Technology investor Yuri Milner has severed ties with his native nation after condemning Moscow over the Ukraine conflict
FILE PHOTO: Yuri Milner speaks next to Mark Zuckerberg at Genentech Hall on UCSF’s Mission Bay campus in San Francisco, Feb. 20, 2013 © AP / Jeff Chiu
Moscow-born billionaire Yuri Milner has cut his last tie to his homeland, renouncing his Russian citizenship after condemning the country for its military offensive against Ukraine.
Milner completed the process of shedding his Russian citizenship in August, according to an updated fact sheet posted on the website of his Silicon Valley investment firm, DST Global. The 60-year-old father of three moved his family to California in 2014 after living in Israel, where he obtained citizenship in 1999, for nine years.
“My family and I left Russia for good in 2014, after the Russian annexation of Crimea. And this summer, we officially completed the process of renouncing our Russian citizenship,” the billionaire tweeted on Monday.
A number of Russian-born businessmen have tried to distance themselves from their native country amid public outrage in the West over the Ukraine conflict and efforts by the US and its allies to seize the assets of so-called oligarchs with ties to the Kremlin. Milner was among at least seven Russian billionaires who asked US-based Forbes magazine to refrain from mentioning their national origins.

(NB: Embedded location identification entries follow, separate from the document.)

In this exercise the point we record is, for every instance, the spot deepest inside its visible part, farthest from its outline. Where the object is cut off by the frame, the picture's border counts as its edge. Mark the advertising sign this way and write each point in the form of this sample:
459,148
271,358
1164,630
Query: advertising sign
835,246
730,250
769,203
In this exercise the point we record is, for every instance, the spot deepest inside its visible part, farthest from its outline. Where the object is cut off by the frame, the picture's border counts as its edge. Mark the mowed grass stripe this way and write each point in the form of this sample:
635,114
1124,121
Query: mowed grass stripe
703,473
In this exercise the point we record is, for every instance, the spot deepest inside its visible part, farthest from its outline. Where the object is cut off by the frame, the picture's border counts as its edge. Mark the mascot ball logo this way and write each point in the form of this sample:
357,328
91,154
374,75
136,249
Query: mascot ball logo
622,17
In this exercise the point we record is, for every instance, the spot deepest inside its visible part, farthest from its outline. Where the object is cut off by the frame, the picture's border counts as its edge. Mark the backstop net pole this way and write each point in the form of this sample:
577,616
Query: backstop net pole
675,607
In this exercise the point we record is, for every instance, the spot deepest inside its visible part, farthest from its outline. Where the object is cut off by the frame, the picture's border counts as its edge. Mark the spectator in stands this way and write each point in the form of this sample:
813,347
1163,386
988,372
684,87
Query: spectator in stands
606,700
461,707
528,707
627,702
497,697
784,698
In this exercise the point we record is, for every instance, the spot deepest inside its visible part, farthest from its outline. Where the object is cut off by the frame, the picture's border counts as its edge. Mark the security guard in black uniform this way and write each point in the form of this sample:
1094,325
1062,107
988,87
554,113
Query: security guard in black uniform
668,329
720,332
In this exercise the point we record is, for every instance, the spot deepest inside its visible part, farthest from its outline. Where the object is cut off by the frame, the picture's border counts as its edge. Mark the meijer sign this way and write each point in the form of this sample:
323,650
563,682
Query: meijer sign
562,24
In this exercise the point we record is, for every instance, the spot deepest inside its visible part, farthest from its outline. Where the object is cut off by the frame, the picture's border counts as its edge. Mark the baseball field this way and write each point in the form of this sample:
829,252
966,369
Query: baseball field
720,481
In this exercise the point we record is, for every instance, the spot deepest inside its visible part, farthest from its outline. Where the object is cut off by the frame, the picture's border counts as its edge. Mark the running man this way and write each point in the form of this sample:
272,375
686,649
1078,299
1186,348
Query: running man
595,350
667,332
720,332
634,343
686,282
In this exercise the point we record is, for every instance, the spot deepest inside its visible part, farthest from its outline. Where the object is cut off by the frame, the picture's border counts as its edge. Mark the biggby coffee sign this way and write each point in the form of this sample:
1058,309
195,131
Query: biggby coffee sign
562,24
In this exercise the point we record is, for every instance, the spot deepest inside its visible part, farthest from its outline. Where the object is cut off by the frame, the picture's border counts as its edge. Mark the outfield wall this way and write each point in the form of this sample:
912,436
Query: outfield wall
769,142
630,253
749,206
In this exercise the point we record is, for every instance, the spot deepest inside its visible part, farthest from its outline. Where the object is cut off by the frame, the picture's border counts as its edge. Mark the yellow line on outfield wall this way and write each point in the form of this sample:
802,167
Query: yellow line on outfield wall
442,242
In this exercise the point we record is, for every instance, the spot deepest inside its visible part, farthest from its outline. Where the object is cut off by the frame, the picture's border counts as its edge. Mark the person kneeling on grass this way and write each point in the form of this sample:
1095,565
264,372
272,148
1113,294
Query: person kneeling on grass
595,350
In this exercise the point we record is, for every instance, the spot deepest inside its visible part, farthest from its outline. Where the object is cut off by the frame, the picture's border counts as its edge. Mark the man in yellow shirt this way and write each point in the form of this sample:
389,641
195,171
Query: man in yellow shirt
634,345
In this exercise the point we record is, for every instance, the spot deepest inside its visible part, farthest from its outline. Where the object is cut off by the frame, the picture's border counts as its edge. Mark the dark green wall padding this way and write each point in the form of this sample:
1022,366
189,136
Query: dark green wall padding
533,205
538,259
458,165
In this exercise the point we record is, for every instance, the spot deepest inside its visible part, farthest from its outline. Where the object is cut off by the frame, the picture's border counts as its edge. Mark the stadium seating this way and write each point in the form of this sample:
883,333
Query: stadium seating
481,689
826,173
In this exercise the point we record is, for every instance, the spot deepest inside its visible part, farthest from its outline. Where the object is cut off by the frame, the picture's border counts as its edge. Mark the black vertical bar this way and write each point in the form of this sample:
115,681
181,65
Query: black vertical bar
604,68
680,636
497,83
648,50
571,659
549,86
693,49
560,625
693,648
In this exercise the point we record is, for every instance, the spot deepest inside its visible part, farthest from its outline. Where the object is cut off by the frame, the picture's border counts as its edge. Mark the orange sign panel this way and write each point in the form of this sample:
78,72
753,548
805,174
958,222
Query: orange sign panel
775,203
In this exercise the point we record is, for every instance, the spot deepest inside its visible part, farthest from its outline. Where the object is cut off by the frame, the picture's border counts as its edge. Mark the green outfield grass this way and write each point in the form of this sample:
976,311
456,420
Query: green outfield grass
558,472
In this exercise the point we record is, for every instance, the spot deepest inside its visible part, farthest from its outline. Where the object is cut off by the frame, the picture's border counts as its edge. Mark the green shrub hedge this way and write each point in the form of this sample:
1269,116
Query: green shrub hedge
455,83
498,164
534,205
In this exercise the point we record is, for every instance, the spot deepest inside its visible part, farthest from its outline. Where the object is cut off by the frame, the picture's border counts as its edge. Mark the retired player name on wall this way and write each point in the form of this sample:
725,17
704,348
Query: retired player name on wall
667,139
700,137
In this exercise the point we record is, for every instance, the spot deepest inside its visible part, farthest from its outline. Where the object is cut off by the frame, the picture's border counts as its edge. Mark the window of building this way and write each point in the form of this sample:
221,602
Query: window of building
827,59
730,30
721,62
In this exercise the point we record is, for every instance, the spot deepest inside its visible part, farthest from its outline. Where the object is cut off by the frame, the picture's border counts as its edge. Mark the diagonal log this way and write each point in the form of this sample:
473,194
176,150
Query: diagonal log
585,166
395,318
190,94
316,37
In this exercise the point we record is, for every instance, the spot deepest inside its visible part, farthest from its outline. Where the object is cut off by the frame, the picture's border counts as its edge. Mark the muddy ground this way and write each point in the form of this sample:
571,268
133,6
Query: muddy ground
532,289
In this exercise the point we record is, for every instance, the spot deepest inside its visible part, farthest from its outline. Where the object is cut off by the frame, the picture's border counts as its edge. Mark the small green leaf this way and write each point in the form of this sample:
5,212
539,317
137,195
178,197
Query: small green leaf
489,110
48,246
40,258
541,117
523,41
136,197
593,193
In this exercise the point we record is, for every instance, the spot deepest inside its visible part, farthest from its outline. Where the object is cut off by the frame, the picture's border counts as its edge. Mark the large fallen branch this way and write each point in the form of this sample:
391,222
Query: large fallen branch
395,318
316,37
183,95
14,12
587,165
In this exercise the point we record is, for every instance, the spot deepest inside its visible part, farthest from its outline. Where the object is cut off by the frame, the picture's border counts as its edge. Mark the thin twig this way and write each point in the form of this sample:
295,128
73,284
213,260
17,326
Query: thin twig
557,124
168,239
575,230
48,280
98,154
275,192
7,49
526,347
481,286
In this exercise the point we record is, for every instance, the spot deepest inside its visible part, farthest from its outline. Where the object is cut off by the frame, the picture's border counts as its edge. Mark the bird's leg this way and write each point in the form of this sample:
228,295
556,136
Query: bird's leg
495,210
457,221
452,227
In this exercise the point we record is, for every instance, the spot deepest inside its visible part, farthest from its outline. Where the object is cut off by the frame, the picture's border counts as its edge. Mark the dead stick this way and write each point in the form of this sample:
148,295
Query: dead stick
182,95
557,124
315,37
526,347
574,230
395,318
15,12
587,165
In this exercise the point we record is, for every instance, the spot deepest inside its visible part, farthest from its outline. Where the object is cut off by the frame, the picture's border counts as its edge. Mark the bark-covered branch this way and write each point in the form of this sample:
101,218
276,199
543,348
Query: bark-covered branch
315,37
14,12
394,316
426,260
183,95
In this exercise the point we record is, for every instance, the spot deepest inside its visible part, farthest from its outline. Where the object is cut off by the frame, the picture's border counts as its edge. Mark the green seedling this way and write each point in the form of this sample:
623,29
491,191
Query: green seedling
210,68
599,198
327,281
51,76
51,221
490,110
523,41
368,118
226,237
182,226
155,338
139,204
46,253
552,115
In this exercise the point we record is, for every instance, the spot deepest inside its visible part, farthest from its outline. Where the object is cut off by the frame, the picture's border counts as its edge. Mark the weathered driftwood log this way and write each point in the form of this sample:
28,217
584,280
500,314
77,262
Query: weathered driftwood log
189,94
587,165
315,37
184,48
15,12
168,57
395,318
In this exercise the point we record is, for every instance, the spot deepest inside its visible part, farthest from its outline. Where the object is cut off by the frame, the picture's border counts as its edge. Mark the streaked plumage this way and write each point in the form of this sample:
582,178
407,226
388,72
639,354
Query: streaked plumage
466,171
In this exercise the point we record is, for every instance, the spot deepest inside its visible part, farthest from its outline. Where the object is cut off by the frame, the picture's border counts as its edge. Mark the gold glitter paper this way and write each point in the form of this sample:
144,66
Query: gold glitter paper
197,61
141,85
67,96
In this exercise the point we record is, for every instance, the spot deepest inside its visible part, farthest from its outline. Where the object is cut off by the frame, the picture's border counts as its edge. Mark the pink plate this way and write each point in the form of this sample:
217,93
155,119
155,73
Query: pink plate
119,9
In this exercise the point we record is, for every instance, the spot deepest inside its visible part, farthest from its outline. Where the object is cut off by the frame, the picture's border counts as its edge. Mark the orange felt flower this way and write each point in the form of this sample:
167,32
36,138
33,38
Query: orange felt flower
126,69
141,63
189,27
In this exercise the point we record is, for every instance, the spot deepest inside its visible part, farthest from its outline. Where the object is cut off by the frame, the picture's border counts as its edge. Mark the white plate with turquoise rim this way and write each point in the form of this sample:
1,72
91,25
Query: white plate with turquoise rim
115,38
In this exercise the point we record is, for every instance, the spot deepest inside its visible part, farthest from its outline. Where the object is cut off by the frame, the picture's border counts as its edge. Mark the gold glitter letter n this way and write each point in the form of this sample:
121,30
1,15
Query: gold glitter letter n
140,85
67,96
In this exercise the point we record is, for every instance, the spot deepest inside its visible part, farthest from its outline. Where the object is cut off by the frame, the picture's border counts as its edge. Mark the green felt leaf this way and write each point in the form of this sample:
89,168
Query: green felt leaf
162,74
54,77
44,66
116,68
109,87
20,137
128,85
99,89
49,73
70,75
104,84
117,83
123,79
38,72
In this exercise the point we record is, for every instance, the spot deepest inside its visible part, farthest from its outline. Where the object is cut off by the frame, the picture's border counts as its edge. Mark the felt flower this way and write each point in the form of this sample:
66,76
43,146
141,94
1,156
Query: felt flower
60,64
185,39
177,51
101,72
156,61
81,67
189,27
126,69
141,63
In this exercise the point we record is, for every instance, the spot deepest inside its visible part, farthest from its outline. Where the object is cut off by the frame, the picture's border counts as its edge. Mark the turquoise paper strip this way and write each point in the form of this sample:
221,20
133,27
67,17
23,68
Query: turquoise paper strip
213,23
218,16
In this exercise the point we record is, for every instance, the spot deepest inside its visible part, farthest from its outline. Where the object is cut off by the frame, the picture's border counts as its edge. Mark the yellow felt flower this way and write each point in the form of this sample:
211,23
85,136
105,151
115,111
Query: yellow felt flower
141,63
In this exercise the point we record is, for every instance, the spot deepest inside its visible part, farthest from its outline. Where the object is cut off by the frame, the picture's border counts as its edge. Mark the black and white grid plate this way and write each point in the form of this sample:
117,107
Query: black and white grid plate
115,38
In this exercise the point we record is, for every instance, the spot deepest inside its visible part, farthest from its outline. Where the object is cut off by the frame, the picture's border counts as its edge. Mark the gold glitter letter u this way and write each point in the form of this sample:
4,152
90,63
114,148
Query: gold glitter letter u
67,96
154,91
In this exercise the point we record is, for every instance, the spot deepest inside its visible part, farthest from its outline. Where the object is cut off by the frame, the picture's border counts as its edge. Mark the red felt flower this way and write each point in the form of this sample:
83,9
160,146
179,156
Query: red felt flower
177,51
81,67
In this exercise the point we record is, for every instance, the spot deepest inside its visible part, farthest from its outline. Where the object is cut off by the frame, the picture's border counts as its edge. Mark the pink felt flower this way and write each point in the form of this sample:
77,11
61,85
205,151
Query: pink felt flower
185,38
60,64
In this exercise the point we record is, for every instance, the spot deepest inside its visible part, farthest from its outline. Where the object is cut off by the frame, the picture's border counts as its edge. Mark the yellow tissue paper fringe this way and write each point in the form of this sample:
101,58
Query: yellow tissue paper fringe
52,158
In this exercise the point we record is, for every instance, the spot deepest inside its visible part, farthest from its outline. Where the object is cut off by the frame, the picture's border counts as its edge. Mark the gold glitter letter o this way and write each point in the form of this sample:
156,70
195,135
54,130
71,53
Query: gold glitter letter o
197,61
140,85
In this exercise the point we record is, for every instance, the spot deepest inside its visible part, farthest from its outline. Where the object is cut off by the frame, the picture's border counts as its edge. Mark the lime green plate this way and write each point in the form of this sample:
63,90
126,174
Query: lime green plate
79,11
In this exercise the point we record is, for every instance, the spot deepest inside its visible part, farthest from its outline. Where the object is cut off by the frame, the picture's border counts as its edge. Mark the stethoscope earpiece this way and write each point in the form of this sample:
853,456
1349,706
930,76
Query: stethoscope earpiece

Milner, who has been called Russia’s most influential technology investor, built a fortune estimated by Bloomberg at $3.5 billion. He was an early investor in Facebook, Twitter and Airbnb, and he bet successfully on such Chinese tech companies as online retailer Alibaba and smartphone maker Xiaomi.
In 2018, the US Treasury Department placed Milner on its “Kremlin list” of officials and tycoons with alleged ties to the Russian government. However, he hasn’t set foot in Russia since 2014, and his venture capital firm hasn’t raised any funds from Russian investors since 2011. None of the 80 companies in which DST has invested are based in Russia.
Milner, who was born to a Ukrainian-Jewish father and a Russian-Jewish mother, graduated in theoretical physics from Moscow State University in 1985. Five years later, he became one of the first Soviet students to study in the US, attending the University of Pennsylvania’s prestigious Wharton School of Business. He worked at the World Bank in Washington from 1992 to 1995.
After Moscow sent troops into the neighboring country in February, DST issued a statement condemning “Russia’s war against Ukraine, its sovereign neighbor.” Milner’s Breakthrough Prize Foundation accused Russia of “unprovoked and brutal assaults against the civilian population.” He and his organizations pledged a combined $14.5 million to humanitarian aid in Ukraine.
“I cannot go back and change history,” Milner told Bloomberg earlier this year. “I cannot change the fact I was born in Russia. I cannot change the fact that we had some Russian funds.”
Unlike the US, Russia doesn’t impose an exit tax on people who renounce their citizenship. Russian bank owner Oleg Tinkov, who was convicted of tax fraud last year and agreed to pay more than $500 million in penalties, allegedly lied about his net worth to avoid the exit tax when he renounced his US citizenship in 2013.